Insights from The World Orphan Drug Congress: Advancing orphan drugs and rare diseases


Maurice Leonard, Medical Affairs Director at Uniphar shares his key takeaways from The World Orphan Drug Congress, Barcelona. As a company dedicated to enabling small to medium biotech companies to launch their therapies in Europe, Uniphar’s medical team attended to join the conversation around advancements in orphan drugs and rare diseases.

What was your general reflection on the event?

The World Orphan Drug Congress is a really important platform for patient groups, researchers, and industry to join forces and exchange insights. I found the inclusion of many patient support groups very refreshing, offering a great opportunity to hear and understand their perspectives.

What were the hot topics of the event?

The keynote set the tone for the meeting and had real impact. For example, the presentation from Peter Marks (Director of the Center for Biologics Evaluation and Research (CBER) at the Food and Drug Administration), offered interesting insights into crucial developments and ongoing discussions around global harmonisation for regulatory dossiers, and in particular for drugs that are being developed for orphan disease. This is a really important development, and while detailed specifics weren’t fully disclosed, there’s a lot of anticipation for an upcoming announcement.

There’s been a lot of work done to harmonise clinical development across regions through ICH. Recently there have been excellent initiatives such as the introduction of the international regulatory framework where there is a fast-track process for MAH holders who have been approved by ‘recognised’ regulatory authorities in different regions in the world. It’s great to hear about harmonisation within the regulatory arena.
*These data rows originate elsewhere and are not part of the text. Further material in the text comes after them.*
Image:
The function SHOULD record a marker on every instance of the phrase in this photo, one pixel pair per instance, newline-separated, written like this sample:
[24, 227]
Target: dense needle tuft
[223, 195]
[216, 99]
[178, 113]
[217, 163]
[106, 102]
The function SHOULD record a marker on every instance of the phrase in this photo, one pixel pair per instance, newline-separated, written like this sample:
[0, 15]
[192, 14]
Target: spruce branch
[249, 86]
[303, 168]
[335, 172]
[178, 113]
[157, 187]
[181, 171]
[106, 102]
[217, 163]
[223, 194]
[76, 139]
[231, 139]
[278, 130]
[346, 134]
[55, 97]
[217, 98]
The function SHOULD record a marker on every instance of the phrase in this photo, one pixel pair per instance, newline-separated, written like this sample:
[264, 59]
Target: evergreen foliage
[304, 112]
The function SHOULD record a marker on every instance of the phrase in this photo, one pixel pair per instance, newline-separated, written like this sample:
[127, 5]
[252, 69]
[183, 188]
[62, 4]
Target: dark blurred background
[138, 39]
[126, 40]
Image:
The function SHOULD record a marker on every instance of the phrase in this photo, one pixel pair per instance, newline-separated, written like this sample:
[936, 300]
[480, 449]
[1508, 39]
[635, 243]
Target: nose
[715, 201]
Dr Marks also shared considerations being explored to support accelerated approval for Rare Disease Therapies such as incorporating surrogate biomarkers as endpoints into trials, rather than the hard conventional endpoints that have been traditionally requested and are much harder to demonstrate. There was discussion around initiatives like the Start program in the US, aimed at accelerating reviews for orphan molecules which highlights how the Agency are looking to prioritise rare disease.

The other key highlight to note came from Robert Califf, Commissioner at the FDA. He shared how his division in the FDA are working with the EMA and looking at establishing common methods between the two agencies. He noted that they are aiming to establish a cloud-based review in the future, which is likely to tie in to the harmonisation piece that Peter Marks referred to. Such developments would stop the need for individual dossiers being compiled and ensure more timely review processes. These things take time, but great intent has been shown by the FDA to drive things forward.
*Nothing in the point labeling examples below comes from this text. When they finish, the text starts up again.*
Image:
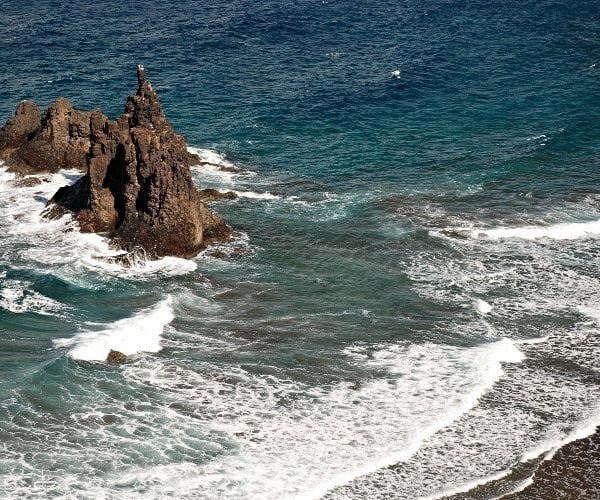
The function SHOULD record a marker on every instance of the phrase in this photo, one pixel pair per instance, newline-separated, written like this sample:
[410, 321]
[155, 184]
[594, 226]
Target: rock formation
[138, 185]
[137, 188]
[33, 144]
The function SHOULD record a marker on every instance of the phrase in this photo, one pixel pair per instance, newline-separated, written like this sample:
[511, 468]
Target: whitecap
[482, 306]
[564, 231]
[18, 297]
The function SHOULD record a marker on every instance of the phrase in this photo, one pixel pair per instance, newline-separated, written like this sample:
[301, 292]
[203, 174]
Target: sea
[410, 306]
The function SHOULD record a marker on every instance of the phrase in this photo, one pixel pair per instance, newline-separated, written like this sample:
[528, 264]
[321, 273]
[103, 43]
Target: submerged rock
[138, 186]
[31, 144]
[116, 357]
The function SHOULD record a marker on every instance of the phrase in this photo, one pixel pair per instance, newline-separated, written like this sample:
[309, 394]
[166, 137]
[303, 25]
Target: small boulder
[214, 195]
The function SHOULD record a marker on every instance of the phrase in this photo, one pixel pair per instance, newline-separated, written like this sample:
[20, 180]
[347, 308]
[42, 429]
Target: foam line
[567, 231]
[139, 333]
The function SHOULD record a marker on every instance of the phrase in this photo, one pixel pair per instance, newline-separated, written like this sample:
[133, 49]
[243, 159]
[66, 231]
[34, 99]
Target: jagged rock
[138, 185]
[21, 128]
[116, 357]
[213, 195]
[59, 140]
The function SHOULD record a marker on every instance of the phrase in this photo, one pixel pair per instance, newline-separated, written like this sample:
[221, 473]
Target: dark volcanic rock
[116, 357]
[59, 140]
[138, 185]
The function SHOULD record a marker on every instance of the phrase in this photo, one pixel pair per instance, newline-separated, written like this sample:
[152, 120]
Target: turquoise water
[414, 278]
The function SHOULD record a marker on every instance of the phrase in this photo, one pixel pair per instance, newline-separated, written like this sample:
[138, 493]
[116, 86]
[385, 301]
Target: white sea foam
[139, 333]
[18, 297]
[566, 231]
[216, 170]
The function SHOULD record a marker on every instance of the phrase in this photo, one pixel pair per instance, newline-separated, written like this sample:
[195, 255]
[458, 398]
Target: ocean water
[410, 306]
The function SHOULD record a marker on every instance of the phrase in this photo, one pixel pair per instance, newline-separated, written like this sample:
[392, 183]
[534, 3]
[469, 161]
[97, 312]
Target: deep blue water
[415, 274]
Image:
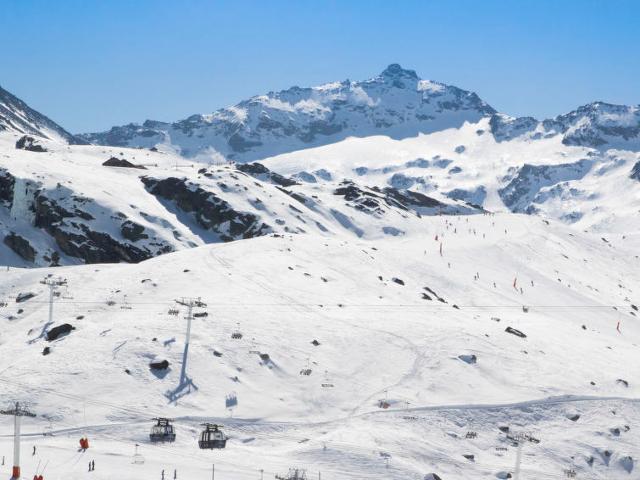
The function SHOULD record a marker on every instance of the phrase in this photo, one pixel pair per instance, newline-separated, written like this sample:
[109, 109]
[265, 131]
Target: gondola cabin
[212, 437]
[162, 431]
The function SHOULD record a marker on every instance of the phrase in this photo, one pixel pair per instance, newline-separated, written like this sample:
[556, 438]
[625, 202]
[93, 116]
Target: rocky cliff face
[17, 117]
[396, 102]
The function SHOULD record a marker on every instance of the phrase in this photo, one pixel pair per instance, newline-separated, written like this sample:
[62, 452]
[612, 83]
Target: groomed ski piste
[411, 366]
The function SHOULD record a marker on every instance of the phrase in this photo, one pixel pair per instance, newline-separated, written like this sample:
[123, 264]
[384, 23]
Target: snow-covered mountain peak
[395, 103]
[17, 117]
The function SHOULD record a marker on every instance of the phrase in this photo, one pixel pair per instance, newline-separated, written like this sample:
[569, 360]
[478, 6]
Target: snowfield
[389, 280]
[444, 368]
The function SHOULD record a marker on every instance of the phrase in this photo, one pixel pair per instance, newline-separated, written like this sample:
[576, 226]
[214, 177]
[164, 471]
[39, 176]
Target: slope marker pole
[18, 412]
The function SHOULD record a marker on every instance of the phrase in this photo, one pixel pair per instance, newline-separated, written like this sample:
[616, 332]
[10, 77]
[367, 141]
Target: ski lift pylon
[237, 334]
[137, 458]
[162, 431]
[212, 437]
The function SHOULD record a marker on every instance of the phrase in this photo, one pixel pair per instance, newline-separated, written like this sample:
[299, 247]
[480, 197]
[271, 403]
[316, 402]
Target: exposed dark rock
[162, 365]
[122, 163]
[524, 184]
[432, 476]
[29, 143]
[210, 211]
[470, 359]
[7, 181]
[623, 382]
[23, 297]
[77, 239]
[21, 246]
[261, 172]
[132, 231]
[515, 332]
[59, 331]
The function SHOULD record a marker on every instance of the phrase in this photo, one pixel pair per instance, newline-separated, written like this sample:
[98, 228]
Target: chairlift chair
[212, 437]
[236, 334]
[137, 459]
[327, 383]
[162, 431]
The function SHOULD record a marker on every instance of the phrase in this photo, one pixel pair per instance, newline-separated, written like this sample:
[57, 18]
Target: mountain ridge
[397, 102]
[16, 116]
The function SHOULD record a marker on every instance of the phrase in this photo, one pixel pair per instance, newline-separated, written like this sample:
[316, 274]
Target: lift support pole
[18, 412]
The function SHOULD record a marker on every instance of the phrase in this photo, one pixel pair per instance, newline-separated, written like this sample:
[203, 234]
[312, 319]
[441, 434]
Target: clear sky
[92, 64]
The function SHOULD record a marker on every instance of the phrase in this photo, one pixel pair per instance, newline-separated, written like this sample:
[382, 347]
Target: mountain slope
[65, 206]
[395, 324]
[17, 117]
[395, 103]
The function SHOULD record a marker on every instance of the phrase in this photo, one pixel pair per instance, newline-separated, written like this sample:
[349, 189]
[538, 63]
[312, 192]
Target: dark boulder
[121, 163]
[621, 381]
[635, 171]
[59, 331]
[23, 297]
[132, 231]
[29, 143]
[163, 365]
[21, 246]
[515, 332]
[470, 359]
[210, 211]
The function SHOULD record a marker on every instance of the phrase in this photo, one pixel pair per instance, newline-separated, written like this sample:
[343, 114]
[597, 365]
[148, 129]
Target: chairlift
[47, 431]
[125, 305]
[162, 431]
[327, 383]
[137, 459]
[306, 371]
[212, 437]
[236, 334]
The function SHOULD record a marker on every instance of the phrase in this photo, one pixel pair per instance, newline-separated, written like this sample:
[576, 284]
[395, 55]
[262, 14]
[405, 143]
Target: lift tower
[18, 412]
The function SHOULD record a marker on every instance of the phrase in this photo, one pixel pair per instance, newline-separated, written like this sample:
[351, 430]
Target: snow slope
[591, 188]
[17, 117]
[373, 305]
[64, 206]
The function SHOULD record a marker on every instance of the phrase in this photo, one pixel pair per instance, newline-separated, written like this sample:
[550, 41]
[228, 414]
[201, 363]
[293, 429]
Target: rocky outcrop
[635, 172]
[16, 116]
[133, 231]
[122, 163]
[525, 183]
[30, 144]
[259, 171]
[59, 331]
[72, 231]
[21, 246]
[209, 210]
[396, 102]
[7, 181]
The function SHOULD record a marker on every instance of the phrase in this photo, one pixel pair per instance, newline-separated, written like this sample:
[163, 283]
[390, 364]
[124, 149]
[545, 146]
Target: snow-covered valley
[391, 281]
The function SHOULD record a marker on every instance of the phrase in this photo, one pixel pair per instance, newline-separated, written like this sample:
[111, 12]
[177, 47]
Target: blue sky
[93, 64]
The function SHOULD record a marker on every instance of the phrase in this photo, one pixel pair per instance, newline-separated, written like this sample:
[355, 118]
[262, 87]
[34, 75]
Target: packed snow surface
[396, 323]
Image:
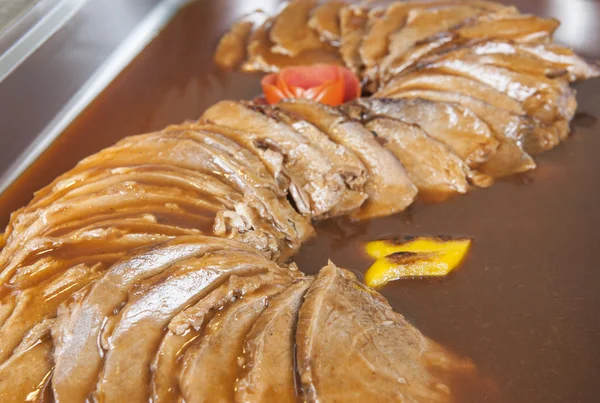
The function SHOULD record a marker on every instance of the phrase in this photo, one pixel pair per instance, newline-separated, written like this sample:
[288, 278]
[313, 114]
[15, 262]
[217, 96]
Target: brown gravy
[525, 305]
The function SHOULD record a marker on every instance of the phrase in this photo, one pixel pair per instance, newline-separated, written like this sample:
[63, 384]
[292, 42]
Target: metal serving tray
[76, 76]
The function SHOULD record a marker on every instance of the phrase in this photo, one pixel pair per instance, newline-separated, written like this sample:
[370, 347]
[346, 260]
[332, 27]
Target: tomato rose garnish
[326, 83]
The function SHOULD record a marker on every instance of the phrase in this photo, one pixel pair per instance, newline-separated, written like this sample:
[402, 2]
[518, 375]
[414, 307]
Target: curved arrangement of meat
[156, 269]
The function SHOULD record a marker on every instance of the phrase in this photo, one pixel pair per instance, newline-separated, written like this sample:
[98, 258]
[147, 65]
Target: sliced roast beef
[510, 25]
[536, 138]
[209, 367]
[269, 368]
[388, 186]
[232, 50]
[501, 54]
[188, 325]
[376, 43]
[508, 129]
[76, 355]
[261, 58]
[40, 302]
[23, 375]
[291, 35]
[353, 25]
[424, 80]
[422, 24]
[315, 186]
[325, 20]
[547, 60]
[550, 101]
[577, 67]
[351, 347]
[506, 24]
[451, 124]
[437, 172]
[344, 161]
[270, 217]
[139, 326]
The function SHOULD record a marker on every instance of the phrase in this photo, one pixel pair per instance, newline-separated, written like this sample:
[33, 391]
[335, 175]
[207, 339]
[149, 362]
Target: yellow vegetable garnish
[418, 257]
[382, 248]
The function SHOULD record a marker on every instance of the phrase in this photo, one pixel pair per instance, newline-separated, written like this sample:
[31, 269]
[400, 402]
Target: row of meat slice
[232, 174]
[481, 63]
[207, 319]
[185, 180]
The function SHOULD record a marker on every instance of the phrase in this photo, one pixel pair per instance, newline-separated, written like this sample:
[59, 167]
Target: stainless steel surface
[25, 35]
[57, 78]
[525, 305]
What are the biggest obstacles facing pharma companies in terms of ensuring equitable access to medicine?

The current legislation appears to lack sufficient incentives to motivate drug developers to ensure that they will bring the therapy to all markets. Looking at the access that patients have across Europe, you can see there’s an imbalance, there is a very clear socio-economic split.

In terms of availability, part of the pharmaceutical legislation reform was to try and level the playing field. Despite efforts to reduce market exclusivity to a certain extent, the reform aims to offer incentives for addressing high unmet medical needs and also offers incentives for conducting R&D in the EU. Are the incentives enough to drive change? My concern is that the incentives outlined in the policy documentation may not translate into a significant impact during implementation. Stronger incentives, such as extended exclusivity periods for R&D, could potentially transform when and where clinical trials would be conducted and consequently allow patients across Europe earlier access to innovative medicines.
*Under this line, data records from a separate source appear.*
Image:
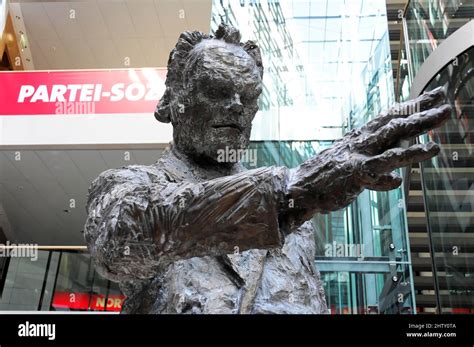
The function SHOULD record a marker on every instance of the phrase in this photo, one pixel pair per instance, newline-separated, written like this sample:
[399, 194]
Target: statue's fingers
[385, 182]
[398, 157]
[405, 109]
[405, 128]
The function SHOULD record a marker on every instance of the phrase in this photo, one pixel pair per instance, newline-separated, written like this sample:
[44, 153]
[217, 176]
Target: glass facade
[426, 24]
[339, 55]
[58, 281]
[448, 186]
[327, 71]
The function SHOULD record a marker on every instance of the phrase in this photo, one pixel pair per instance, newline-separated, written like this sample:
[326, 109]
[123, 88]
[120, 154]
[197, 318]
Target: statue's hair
[179, 58]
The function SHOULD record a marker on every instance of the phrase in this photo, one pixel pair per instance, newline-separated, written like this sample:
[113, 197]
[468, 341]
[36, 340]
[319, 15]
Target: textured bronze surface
[192, 234]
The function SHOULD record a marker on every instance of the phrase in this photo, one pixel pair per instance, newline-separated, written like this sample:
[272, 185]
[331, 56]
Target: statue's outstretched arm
[364, 158]
[135, 225]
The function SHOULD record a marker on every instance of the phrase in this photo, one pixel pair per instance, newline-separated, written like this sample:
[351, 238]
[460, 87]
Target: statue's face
[222, 85]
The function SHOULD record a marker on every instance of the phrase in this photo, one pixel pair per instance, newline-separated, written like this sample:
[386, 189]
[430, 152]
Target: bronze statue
[192, 234]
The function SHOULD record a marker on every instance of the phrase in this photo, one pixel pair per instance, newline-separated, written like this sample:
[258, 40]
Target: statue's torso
[254, 281]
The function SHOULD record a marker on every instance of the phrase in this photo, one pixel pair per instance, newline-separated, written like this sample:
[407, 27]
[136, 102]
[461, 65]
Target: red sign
[85, 301]
[81, 91]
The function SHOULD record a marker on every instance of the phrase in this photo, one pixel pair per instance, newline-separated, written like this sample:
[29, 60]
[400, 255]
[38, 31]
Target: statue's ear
[163, 109]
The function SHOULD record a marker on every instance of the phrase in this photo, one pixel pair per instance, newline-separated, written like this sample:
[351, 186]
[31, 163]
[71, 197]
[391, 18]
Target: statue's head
[212, 87]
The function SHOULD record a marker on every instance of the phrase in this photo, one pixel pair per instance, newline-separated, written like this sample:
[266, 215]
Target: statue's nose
[235, 105]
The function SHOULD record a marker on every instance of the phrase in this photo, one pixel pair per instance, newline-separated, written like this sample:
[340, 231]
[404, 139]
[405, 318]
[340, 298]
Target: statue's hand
[374, 150]
[366, 157]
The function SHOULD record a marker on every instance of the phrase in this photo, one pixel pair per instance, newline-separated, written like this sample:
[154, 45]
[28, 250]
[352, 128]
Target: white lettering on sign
[88, 92]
Some incentives provided for drug developers targeting orphan diseases look promising – such as granting an additional two years of exclusivity for drugs addressing high unmet medical needs. However, the criteria for eligibility lacks clarity. My fear is that a rigid criteria may prevent many from accessing these incentives, so further clarity is needed here.

How can Uniphar support pharma and biotech?

Uniphar is well-placed to support the whole industry. We deliver highly effective solutions and services across the product and brand lifecycle, and boast a robust global supply chain.

“Nearly 50% of launches in Europe are being managed by biotech.”

Uniphar can work with small to medium biotechs, and help launch with ease in Europe. We offer just one touchpoint to manage that, rather than a network of vendors which becomes unmanageable.

We’re also anticipating a rising demand for our brand fostering solution as portfolios evolve over their lifecycle. With a heavy focus on recent launches, some brands will be potentially divested, and companies will require third-party support to effectively manage these.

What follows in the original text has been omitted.